The Saudis are really worried that this idea of the Americans invading in 1973 was never completely buried. Now if the Sauds fall there isn't a coherent nationalist sentiment in Saudi Arabia. The eastern province would be very easily annexed to Iraq because they are Shi'ites.
BBC Four: Giving the documentary the title you do seems to indicate something particular about this state and that the House of Saud effectively is Saudi Arabia...
JET: This particular nation was put together by the House of Saud. You can't say the same for Egypt, you can't say the same for the Sudan, you can't say the same for even some of the smaller sheikdoms, but Saudi Arabia is made up of nine provinces and each and each one has a completely different history and topography. It was consistently the House of Saud which managed to unify this huge desert wasteland.
BBC Four: If you had to look ahead 10 years how would you predict the state will look?
JET: There's a very important reform movement, steered mainly by the second or third generation of Saudi princes who realise it's their asses on the line. Half of them don't want to be in an archaic state, the way it's run today. I think that there are enough people who realise that it's the corrupt elders who were going to send the whole country down the tubes. The Crown Prince is almost 80 and his number two is 76, they're all very healthy old men, so maybe they can survive another 10 years, but one of them is very much for reform and the other is more "it's my father's land and I'll eke out whatever money I want from it". If this branch that has a vested interest gets the upper hand then I don't see any future for them.
BBC Four: And would you say that the House of Saud has done a good job of walking the tightrope between tradition and modernisation?
JET: Just looking into their history I was very impressed. I'm not saying they are the best thing that ever happened, but just look at where they started. In the 1920s no one set foot inside Saudi Arabia, no Western man had ever crossed this place because it was riddled with bandits and raiding parties. So to go from that to where they are today - I think they've been very cunning and you can't ignore their achievements.

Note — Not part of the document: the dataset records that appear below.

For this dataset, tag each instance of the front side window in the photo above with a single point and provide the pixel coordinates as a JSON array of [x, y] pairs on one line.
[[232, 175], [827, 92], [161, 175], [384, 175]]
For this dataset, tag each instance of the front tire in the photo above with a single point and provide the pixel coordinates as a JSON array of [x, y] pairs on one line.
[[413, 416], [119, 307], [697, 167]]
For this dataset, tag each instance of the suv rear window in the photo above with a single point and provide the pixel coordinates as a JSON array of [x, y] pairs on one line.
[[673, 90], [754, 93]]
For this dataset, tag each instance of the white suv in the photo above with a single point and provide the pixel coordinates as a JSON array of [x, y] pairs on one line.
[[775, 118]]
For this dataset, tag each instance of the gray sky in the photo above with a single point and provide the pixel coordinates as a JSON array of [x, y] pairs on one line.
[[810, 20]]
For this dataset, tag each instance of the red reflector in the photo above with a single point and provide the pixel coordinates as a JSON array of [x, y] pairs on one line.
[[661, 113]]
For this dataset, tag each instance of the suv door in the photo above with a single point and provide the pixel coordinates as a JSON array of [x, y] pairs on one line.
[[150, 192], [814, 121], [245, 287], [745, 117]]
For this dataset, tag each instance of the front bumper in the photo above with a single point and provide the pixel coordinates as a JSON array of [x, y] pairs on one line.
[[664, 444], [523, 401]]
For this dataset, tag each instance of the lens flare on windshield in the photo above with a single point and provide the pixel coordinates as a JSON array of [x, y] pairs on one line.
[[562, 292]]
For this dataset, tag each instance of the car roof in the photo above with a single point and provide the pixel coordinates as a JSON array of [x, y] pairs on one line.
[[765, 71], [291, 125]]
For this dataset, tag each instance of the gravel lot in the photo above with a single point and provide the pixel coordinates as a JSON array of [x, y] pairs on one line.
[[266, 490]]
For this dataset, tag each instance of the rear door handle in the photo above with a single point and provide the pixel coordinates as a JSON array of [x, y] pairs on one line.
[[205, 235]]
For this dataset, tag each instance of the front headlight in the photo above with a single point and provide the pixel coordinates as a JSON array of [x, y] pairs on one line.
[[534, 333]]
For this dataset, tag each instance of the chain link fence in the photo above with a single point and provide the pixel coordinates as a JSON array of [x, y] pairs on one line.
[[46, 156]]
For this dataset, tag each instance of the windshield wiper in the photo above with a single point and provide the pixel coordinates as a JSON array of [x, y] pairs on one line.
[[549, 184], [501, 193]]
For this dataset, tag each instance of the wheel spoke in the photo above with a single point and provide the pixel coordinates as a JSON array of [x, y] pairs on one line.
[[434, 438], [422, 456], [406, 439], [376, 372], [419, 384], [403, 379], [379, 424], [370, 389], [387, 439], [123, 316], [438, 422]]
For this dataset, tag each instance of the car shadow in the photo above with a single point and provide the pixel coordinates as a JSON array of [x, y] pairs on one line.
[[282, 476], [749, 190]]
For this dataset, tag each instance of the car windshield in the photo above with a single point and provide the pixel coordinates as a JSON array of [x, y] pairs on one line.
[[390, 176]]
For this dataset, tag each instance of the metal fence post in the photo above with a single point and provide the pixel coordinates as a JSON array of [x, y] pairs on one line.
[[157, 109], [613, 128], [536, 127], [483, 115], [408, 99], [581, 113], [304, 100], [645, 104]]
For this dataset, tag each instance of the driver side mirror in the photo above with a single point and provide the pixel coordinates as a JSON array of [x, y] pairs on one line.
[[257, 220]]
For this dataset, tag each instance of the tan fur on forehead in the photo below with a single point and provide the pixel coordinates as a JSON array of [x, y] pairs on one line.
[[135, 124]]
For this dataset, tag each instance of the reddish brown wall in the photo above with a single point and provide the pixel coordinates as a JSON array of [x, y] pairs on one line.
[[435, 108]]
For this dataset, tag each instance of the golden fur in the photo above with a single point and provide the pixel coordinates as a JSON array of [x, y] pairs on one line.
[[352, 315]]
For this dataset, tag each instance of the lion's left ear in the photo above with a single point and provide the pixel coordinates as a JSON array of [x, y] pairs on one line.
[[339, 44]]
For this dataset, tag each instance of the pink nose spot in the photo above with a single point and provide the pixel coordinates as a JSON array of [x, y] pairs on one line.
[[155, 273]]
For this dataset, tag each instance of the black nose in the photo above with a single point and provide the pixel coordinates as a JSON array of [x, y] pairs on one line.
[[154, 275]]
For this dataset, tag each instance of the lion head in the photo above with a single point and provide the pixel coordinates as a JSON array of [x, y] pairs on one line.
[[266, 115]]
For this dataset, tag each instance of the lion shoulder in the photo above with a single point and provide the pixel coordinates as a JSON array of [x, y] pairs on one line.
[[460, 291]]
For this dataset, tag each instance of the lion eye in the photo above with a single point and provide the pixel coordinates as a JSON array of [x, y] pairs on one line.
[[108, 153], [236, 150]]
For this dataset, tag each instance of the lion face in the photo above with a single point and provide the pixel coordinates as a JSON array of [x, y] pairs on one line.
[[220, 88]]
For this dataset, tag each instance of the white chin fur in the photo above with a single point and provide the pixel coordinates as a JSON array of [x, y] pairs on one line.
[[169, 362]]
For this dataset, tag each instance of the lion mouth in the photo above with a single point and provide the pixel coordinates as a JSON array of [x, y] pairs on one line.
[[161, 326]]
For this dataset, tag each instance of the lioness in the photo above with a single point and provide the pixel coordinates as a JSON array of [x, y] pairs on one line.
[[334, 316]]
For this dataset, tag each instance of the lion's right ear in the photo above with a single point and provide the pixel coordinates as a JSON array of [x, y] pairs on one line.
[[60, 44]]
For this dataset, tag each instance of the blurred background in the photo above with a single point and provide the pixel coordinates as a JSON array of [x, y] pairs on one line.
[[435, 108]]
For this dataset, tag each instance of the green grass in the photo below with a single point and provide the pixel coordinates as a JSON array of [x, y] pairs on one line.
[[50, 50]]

BBC Four: What's so fascinating as well is seeing other periods of history from another perspective - like the Vietnam War - I really had no idea that America was considering invading Saudi Arabia.
JET: Nor did I. The whole thing about the Saudis giving oil for Vietnam was like a bombshell; I hadn't connected the Vietnam War to the 1973 War at all.
BBC Four: And the other big thing was the first Gulf War. I'd no idea that the Saudis financed that and bankrupted themselves doing it!
JET: Yes, people still talk about the Saudis as if they're rich - they're not rich. They haven't been rich for a long time. There is an obvious temptation to go straight for the veils, straight for the cutting of hands, straight for the stuff that we think we have to talk about. I really attempted not to be biased - neither for them nor against them. I was very tempted to put in the beheadings though - they make great television.
BBC Four: Was there anything you would particularly have liked to have included?
JET: Oh yes, I had another hour of absolutely juicy stuff. I had a story about the sale of Awax, one of the biggest arms sales between the Americans and the Saudis and I got the whole inside story. It was James Baker who was doing the sale himself and he told me all the bits off the record. I had absolutely amazing stuff but you're going to have to wait for the book now.